Valproate is eliminated by first-order kinetics. Mean plasma clearance of total or free valproic acid is 0.56 L/hr per 1.73 m2 or 4.6 L/hr per 1.73 m2, respectively.
Hepatic Insufficiency: Hepatic insufficiency impairs the ability to eliminate valproic acid. Compared with healthy individuals, the clearance of valproic acid was decreased by 50% in a limited number of patients with liver cirrhosis and by 16% in a limited number of patients with acute hepatitis. Valproic acid's half-life was increased from 12 to 18 hours.
Renal Insufficiency: Drug clearance of sodium valproate maybe reduced in patients with renal failure (i.e., creatinine clearance < 10 mL/min).
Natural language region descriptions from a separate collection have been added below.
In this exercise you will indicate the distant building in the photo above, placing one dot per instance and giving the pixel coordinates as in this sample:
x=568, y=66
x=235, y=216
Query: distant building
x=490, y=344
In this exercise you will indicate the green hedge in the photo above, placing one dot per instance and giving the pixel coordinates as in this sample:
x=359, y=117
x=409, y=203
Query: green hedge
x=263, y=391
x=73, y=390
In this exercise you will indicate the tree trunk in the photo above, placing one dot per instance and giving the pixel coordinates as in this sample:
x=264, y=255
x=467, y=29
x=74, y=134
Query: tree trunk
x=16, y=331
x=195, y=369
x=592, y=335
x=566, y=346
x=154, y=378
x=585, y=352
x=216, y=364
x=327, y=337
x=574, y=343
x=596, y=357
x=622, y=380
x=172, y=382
Protein binding in these patients is substantially reduced; thus, monitoring total concentrations maybe misleading.
Geriatrics: The capacity of elderly patients to eliminate valproate has been shown to be reduced; intrinsic clearance reduced by 39% and free fraction increased by 44%. Accordingly, the initial dose should be reduced in the elderly (see Dosage & Administration).
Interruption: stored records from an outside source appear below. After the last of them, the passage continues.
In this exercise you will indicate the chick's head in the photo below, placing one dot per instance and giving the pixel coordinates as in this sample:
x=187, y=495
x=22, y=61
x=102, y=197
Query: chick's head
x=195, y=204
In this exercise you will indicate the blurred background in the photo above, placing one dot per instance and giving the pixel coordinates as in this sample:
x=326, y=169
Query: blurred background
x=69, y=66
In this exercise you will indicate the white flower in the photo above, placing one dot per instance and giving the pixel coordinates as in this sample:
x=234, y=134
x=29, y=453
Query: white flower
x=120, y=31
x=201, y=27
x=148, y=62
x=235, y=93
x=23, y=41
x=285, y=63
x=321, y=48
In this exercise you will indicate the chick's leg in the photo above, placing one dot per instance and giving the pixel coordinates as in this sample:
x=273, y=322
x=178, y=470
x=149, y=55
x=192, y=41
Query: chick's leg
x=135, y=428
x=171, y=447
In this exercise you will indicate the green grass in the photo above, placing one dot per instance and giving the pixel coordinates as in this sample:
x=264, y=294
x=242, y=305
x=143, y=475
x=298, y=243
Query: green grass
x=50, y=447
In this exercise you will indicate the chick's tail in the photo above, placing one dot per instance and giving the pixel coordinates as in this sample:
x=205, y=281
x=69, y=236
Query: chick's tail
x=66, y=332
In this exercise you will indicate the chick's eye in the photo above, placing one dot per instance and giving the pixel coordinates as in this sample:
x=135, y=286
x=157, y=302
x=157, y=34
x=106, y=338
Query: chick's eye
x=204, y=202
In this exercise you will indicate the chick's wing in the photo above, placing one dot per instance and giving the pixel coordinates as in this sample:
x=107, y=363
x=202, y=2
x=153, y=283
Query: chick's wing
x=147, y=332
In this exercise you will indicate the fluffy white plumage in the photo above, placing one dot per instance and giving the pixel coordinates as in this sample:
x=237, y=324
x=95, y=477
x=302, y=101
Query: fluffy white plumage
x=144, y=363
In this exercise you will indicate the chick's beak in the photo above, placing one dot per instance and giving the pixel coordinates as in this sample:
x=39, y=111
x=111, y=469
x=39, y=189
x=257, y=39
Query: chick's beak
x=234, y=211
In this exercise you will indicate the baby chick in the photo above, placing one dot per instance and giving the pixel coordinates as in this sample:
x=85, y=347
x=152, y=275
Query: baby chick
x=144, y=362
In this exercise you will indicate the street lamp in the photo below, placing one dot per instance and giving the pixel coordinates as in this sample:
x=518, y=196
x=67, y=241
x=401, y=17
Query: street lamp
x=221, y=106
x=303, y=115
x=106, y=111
Pediatrics: Pediatric patients (i.e., 3 months to 10 years old) have 50% higher clearance of the drug expressed by weight (i.e., mL/min per kg). However, the pharmacokinetic parameters of valproic acid in children > 10 years old approximate those in the adult population. Infants (i.e., < 2 months old) have a markedly decreased clearance of valproic acid compared with older children and adults. This may be due to the delayed development of metabolic enzyme systems and an increased volume of distribution of valproic acid in these patients.